Golf Channel
Daniel Berger? He sounded stumped.
But Harris English?
He was seemingly prepared. A potential line had been put on a tee for him, so to speak, and, on national TV, he swung away.
“Did you hear what Harris’ initial reaction was?” analyst Johnson Wagner said on the Golf Channel broadcast.
If you were watching Thursday’s first round of the PGA Tour’s World Wide Technology Championship, you might’ve. To set things up, the group of Berger, English and Tom Hoge had just hit approaches into the par-4 7th at El Cardonal at Diamante when Berger, while reaching down to mark his ball, spotted that the wind nudged it forward. What now? Would he be penalized? Where would he play from next?
Berger called over to English, and mics picked up this exchange:
“Harry, I went to mark my ball …”
English paused for a second, then deadpanned three words.
“Four shot penalty.”
Good job, everyone. On the broadcast, Wagner laughed, as did colleagues Terry Gannon and Billy Ray Brown. No, Berger wouldn’t be docked four strokes. But what’s the call here?
After English’s line, Berger called for an official, whom he told that as he went to mark, “the wind gusted and it moved it like this far,” before asking where to play next: old spot or new. The official told him the latter, and from there, Berger two-putted for a par, doing so penalty-free.
There are a few parts to the rule in play here (Rule 13.1d (2)). If Berger had already marked his ball, lifted it, put it back down and then the wind moved it, he’d have to move it back to where it had originally been (and could do so penalty-free). But since he hadn’t yet marked it, he was allowed to play it from the new spot.

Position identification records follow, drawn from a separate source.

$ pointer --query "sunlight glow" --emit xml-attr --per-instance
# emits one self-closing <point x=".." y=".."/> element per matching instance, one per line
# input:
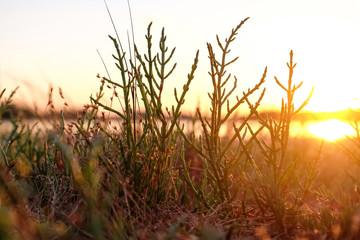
<point x="331" y="129"/>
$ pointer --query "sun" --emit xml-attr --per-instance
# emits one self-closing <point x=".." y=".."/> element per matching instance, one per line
<point x="331" y="129"/>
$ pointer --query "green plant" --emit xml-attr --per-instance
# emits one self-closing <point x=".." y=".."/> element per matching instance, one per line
<point x="217" y="156"/>
<point x="274" y="182"/>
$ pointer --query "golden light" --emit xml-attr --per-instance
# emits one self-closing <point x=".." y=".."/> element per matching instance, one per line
<point x="331" y="129"/>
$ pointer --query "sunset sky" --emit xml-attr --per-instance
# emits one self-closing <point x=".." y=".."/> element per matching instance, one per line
<point x="45" y="43"/>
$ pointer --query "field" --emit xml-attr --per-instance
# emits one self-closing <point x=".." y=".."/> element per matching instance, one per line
<point x="134" y="171"/>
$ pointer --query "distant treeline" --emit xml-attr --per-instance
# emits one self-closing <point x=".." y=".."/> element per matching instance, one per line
<point x="345" y="115"/>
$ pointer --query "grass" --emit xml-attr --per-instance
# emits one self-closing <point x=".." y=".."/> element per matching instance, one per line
<point x="122" y="173"/>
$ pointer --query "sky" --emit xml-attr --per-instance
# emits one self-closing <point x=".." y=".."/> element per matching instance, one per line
<point x="55" y="43"/>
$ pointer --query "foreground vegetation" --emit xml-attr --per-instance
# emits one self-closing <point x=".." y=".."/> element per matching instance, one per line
<point x="135" y="172"/>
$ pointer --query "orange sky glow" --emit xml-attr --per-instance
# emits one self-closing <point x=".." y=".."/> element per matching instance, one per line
<point x="43" y="43"/>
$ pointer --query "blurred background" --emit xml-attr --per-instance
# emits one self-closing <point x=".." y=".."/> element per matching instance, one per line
<point x="54" y="43"/>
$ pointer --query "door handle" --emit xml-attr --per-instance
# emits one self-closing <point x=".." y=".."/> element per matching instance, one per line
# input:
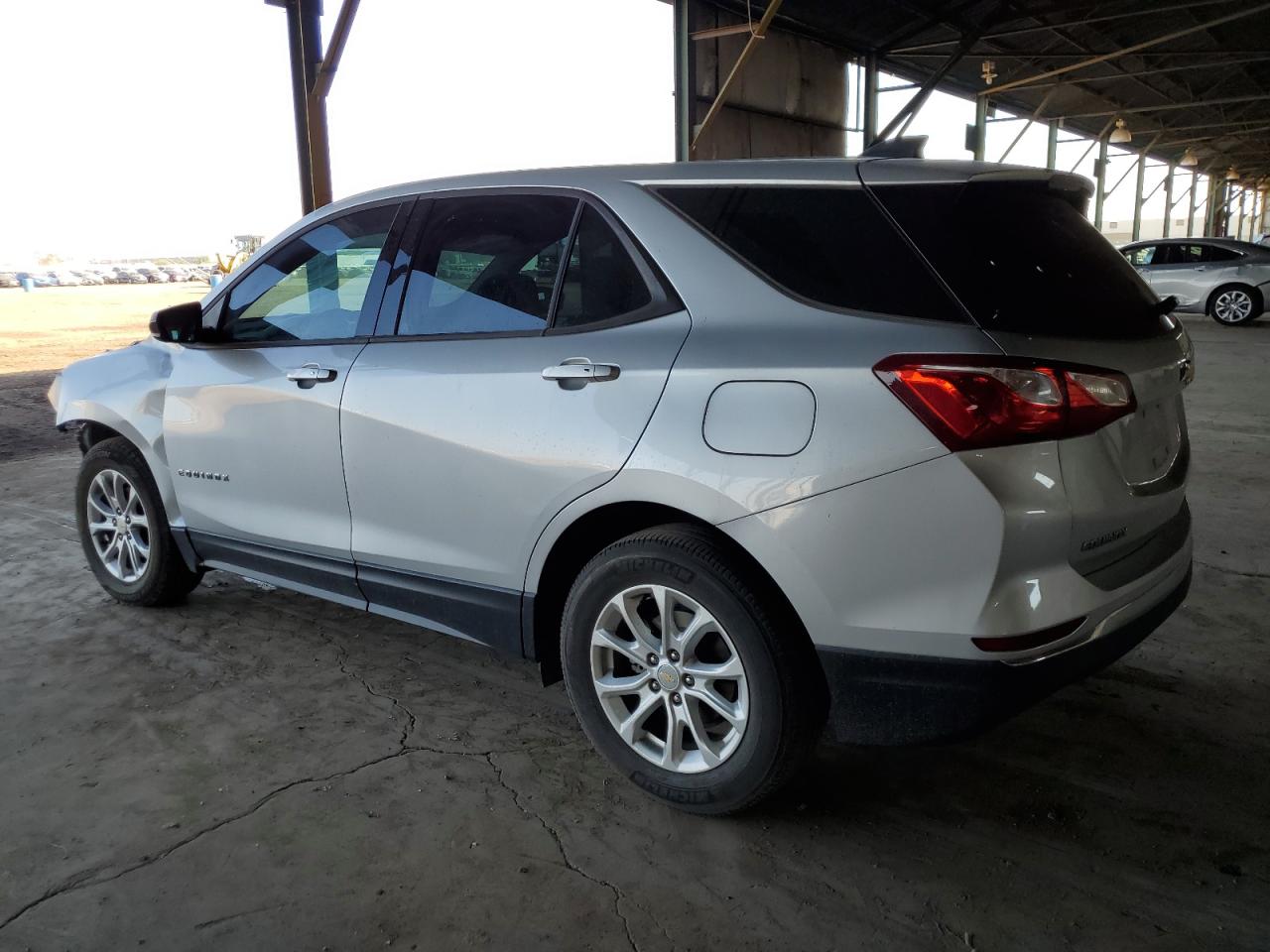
<point x="578" y="371"/>
<point x="312" y="373"/>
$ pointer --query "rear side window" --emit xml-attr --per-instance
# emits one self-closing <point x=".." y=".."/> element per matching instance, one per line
<point x="1023" y="258"/>
<point x="1147" y="254"/>
<point x="601" y="282"/>
<point x="486" y="264"/>
<point x="1215" y="253"/>
<point x="828" y="244"/>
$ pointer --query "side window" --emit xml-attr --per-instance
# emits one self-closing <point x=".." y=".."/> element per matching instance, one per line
<point x="312" y="289"/>
<point x="601" y="282"/>
<point x="1215" y="253"/>
<point x="486" y="264"/>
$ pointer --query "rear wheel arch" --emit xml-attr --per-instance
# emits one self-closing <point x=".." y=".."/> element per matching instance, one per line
<point x="89" y="433"/>
<point x="594" y="531"/>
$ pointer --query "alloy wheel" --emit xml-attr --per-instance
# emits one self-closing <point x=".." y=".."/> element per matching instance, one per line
<point x="1232" y="306"/>
<point x="118" y="526"/>
<point x="670" y="678"/>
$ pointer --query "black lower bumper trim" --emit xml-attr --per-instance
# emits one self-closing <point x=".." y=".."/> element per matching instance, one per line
<point x="885" y="698"/>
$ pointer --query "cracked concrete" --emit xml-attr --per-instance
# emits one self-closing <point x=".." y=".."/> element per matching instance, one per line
<point x="259" y="771"/>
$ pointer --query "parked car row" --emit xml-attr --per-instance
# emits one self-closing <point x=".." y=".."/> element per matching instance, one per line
<point x="121" y="275"/>
<point x="1224" y="278"/>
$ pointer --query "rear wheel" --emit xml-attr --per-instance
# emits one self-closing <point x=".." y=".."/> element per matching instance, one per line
<point x="1234" y="303"/>
<point x="683" y="674"/>
<point x="123" y="529"/>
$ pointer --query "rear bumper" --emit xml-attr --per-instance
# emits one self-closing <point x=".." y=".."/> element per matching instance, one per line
<point x="888" y="698"/>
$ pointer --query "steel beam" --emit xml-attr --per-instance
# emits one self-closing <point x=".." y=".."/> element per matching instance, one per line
<point x="980" y="128"/>
<point x="1044" y="27"/>
<point x="316" y="107"/>
<point x="1100" y="171"/>
<point x="1169" y="199"/>
<point x="1137" y="194"/>
<point x="335" y="51"/>
<point x="1132" y="49"/>
<point x="1191" y="214"/>
<point x="1153" y="71"/>
<point x="300" y="103"/>
<point x="747" y="51"/>
<point x="870" y="121"/>
<point x="685" y="95"/>
<point x="905" y="116"/>
<point x="715" y="32"/>
<point x="1028" y="123"/>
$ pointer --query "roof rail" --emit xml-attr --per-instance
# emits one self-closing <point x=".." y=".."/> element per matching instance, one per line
<point x="902" y="148"/>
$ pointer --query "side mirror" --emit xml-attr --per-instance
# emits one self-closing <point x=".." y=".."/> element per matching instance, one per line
<point x="182" y="324"/>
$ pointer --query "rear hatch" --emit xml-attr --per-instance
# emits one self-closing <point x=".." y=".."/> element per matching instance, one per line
<point x="1016" y="250"/>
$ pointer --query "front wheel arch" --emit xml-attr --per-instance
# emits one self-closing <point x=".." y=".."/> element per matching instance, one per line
<point x="1255" y="294"/>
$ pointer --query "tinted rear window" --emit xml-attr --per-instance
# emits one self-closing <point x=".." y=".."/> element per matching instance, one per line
<point x="830" y="245"/>
<point x="1021" y="258"/>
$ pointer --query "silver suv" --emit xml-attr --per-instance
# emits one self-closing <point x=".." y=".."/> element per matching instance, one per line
<point x="737" y="448"/>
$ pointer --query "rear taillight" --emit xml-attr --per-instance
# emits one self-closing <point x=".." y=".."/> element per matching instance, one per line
<point x="971" y="402"/>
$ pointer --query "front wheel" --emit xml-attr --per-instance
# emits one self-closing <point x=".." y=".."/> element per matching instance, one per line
<point x="1234" y="304"/>
<point x="685" y="675"/>
<point x="123" y="529"/>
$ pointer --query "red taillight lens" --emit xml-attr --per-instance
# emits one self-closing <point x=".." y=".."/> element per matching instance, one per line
<point x="971" y="402"/>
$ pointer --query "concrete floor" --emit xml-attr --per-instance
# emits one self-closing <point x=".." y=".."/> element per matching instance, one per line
<point x="257" y="770"/>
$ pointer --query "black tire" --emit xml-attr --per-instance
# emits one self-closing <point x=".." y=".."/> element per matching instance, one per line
<point x="166" y="579"/>
<point x="788" y="699"/>
<point x="1252" y="295"/>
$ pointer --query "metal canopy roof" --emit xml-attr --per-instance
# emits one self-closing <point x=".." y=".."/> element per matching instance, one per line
<point x="1180" y="73"/>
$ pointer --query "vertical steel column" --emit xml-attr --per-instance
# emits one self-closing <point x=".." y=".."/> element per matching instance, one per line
<point x="1169" y="198"/>
<point x="1191" y="214"/>
<point x="870" y="99"/>
<point x="1137" y="194"/>
<point x="1213" y="214"/>
<point x="300" y="102"/>
<point x="980" y="127"/>
<point x="685" y="94"/>
<point x="316" y="105"/>
<point x="1100" y="178"/>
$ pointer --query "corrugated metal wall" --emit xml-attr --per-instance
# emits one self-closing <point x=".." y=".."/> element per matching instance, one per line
<point x="789" y="100"/>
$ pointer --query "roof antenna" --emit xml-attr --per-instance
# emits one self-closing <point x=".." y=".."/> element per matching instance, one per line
<point x="902" y="148"/>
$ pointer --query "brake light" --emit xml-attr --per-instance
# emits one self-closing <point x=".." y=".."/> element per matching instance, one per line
<point x="971" y="402"/>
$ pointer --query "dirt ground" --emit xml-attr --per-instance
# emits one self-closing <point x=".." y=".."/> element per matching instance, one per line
<point x="262" y="771"/>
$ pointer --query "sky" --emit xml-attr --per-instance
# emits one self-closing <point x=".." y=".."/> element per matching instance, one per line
<point x="164" y="127"/>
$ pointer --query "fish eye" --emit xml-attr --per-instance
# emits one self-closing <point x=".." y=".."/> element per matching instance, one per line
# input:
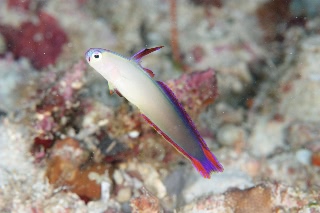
<point x="97" y="55"/>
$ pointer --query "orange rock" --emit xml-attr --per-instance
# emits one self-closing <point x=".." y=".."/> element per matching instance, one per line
<point x="64" y="170"/>
<point x="146" y="203"/>
<point x="255" y="199"/>
<point x="315" y="159"/>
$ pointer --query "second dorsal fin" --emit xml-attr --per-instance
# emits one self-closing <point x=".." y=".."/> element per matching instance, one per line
<point x="137" y="57"/>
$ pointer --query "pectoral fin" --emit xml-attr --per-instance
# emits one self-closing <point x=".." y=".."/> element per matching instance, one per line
<point x="112" y="90"/>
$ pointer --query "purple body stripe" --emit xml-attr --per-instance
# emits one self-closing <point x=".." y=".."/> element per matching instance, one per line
<point x="181" y="111"/>
<point x="207" y="164"/>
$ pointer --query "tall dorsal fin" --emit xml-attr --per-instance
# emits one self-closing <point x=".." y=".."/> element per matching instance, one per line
<point x="150" y="73"/>
<point x="137" y="57"/>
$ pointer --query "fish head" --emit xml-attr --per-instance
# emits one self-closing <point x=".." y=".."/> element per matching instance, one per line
<point x="94" y="56"/>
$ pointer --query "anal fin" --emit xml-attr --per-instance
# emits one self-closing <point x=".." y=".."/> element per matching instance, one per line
<point x="150" y="73"/>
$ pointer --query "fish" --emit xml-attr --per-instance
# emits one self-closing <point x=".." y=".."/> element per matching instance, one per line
<point x="157" y="104"/>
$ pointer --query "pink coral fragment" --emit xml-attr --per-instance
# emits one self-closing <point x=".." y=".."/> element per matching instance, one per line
<point x="41" y="42"/>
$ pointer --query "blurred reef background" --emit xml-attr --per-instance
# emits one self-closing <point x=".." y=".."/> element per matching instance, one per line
<point x="247" y="72"/>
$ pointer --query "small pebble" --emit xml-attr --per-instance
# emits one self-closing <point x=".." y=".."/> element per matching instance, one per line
<point x="304" y="156"/>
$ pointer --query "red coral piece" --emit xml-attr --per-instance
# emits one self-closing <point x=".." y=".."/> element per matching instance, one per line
<point x="41" y="42"/>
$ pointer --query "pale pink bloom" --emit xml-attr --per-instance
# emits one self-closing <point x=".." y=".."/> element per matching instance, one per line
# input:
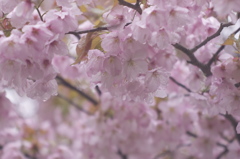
<point x="21" y="13"/>
<point x="7" y="6"/>
<point x="64" y="3"/>
<point x="225" y="7"/>
<point x="63" y="66"/>
<point x="43" y="88"/>
<point x="156" y="79"/>
<point x="83" y="2"/>
<point x="13" y="151"/>
<point x="164" y="58"/>
<point x="111" y="43"/>
<point x="153" y="18"/>
<point x="56" y="46"/>
<point x="177" y="17"/>
<point x="60" y="22"/>
<point x="95" y="62"/>
<point x="36" y="35"/>
<point x="116" y="18"/>
<point x="134" y="63"/>
<point x="112" y="65"/>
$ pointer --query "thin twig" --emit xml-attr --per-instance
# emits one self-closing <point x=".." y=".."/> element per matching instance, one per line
<point x="179" y="84"/>
<point x="189" y="133"/>
<point x="130" y="5"/>
<point x="87" y="31"/>
<point x="215" y="56"/>
<point x="205" y="68"/>
<point x="67" y="84"/>
<point x="73" y="104"/>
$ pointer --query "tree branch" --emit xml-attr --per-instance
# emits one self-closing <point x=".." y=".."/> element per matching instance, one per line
<point x="130" y="5"/>
<point x="206" y="68"/>
<point x="179" y="84"/>
<point x="73" y="104"/>
<point x="204" y="42"/>
<point x="191" y="134"/>
<point x="87" y="31"/>
<point x="67" y="84"/>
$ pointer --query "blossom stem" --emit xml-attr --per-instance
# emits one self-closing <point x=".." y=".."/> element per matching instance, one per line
<point x="67" y="84"/>
<point x="179" y="84"/>
<point x="130" y="5"/>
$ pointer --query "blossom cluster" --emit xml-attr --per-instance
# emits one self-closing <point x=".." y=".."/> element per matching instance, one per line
<point x="120" y="79"/>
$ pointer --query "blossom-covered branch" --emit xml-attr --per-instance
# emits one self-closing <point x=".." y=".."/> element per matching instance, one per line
<point x="179" y="84"/>
<point x="67" y="84"/>
<point x="216" y="34"/>
<point x="130" y="5"/>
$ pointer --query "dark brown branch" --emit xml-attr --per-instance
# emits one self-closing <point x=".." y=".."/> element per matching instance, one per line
<point x="206" y="68"/>
<point x="130" y="5"/>
<point x="72" y="103"/>
<point x="87" y="31"/>
<point x="204" y="42"/>
<point x="234" y="123"/>
<point x="67" y="84"/>
<point x="215" y="56"/>
<point x="179" y="84"/>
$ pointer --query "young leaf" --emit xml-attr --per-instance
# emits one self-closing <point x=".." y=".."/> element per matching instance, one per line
<point x="84" y="45"/>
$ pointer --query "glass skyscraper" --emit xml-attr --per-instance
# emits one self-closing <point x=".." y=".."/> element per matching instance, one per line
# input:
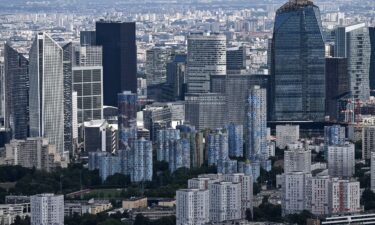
<point x="16" y="92"/>
<point x="297" y="90"/>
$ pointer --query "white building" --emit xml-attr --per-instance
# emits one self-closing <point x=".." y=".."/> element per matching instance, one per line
<point x="192" y="207"/>
<point x="345" y="196"/>
<point x="368" y="141"/>
<point x="296" y="194"/>
<point x="225" y="201"/>
<point x="206" y="56"/>
<point x="47" y="209"/>
<point x="298" y="160"/>
<point x="341" y="160"/>
<point x="286" y="134"/>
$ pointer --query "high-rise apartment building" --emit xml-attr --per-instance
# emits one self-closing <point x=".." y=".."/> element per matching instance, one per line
<point x="368" y="141"/>
<point x="207" y="110"/>
<point x="47" y="209"/>
<point x="156" y="64"/>
<point x="206" y="57"/>
<point x="297" y="89"/>
<point x="88" y="82"/>
<point x="286" y="134"/>
<point x="46" y="96"/>
<point x="257" y="124"/>
<point x="341" y="160"/>
<point x="118" y="40"/>
<point x="192" y="207"/>
<point x="16" y="92"/>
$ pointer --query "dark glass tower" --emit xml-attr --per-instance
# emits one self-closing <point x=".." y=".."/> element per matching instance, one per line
<point x="16" y="92"/>
<point x="297" y="90"/>
<point x="118" y="40"/>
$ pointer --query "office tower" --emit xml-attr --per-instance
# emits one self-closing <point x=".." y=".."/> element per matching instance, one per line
<point x="192" y="207"/>
<point x="295" y="192"/>
<point x="246" y="190"/>
<point x="87" y="82"/>
<point x="217" y="147"/>
<point x="341" y="160"/>
<point x="156" y="64"/>
<point x="372" y="60"/>
<point x="33" y="153"/>
<point x="353" y="43"/>
<point x="345" y="196"/>
<point x="176" y="76"/>
<point x="372" y="171"/>
<point x="237" y="90"/>
<point x="127" y="118"/>
<point x="320" y="194"/>
<point x="140" y="160"/>
<point x="68" y="91"/>
<point x="47" y="209"/>
<point x="235" y="140"/>
<point x="109" y="165"/>
<point x="236" y="60"/>
<point x="225" y="201"/>
<point x="208" y="110"/>
<point x="163" y="138"/>
<point x="46" y="96"/>
<point x="257" y="124"/>
<point x="297" y="90"/>
<point x="286" y="134"/>
<point x="87" y="38"/>
<point x="297" y="160"/>
<point x="118" y="40"/>
<point x="337" y="85"/>
<point x="16" y="85"/>
<point x="179" y="155"/>
<point x="206" y="57"/>
<point x="368" y="141"/>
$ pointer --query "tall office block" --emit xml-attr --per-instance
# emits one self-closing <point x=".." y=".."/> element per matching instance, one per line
<point x="206" y="57"/>
<point x="225" y="201"/>
<point x="208" y="110"/>
<point x="87" y="38"/>
<point x="192" y="207"/>
<point x="257" y="124"/>
<point x="297" y="90"/>
<point x="337" y="85"/>
<point x="295" y="192"/>
<point x="298" y="160"/>
<point x="235" y="140"/>
<point x="368" y="141"/>
<point x="127" y="118"/>
<point x="237" y="89"/>
<point x="353" y="43"/>
<point x="286" y="134"/>
<point x="176" y="76"/>
<point x="341" y="160"/>
<point x="46" y="96"/>
<point x="16" y="92"/>
<point x="140" y="160"/>
<point x="156" y="64"/>
<point x="118" y="40"/>
<point x="47" y="209"/>
<point x="87" y="82"/>
<point x="217" y="147"/>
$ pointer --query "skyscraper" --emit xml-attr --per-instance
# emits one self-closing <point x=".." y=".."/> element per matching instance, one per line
<point x="257" y="124"/>
<point x="206" y="57"/>
<point x="127" y="118"/>
<point x="87" y="82"/>
<point x="46" y="96"/>
<point x="16" y="78"/>
<point x="297" y="90"/>
<point x="118" y="40"/>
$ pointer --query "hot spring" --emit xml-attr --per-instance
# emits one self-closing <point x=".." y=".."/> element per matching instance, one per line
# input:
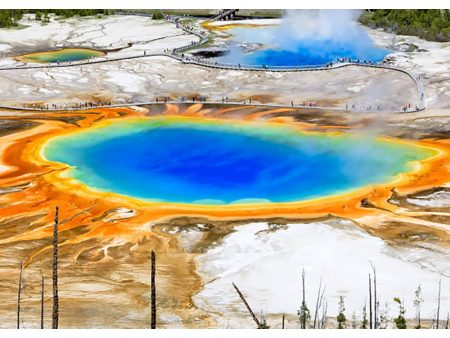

There’s a bit more. On the broadcast, it was originally thought that Berger had accidentally moved his ball himself as he went to mark it, and had that been the case, the ruling would’ve been slightly different, though also without penalty. Rule 13.1d (1) says “there is no penalty if the player, opponent or another player in stroke play accidentally moves the player’s ball or ball-marker on the putting green,” and that the player must then “replace the ball on its original spot (which if not known must be estimated) or place a ball-marker to mark that original spot.”
“So since he hadn’t marked his ball already,” Wagner said on the broadcat, “he’s going to play it where the wind gusted it. Had he marked it and went to replace it and it gusted, he would have moved it back.”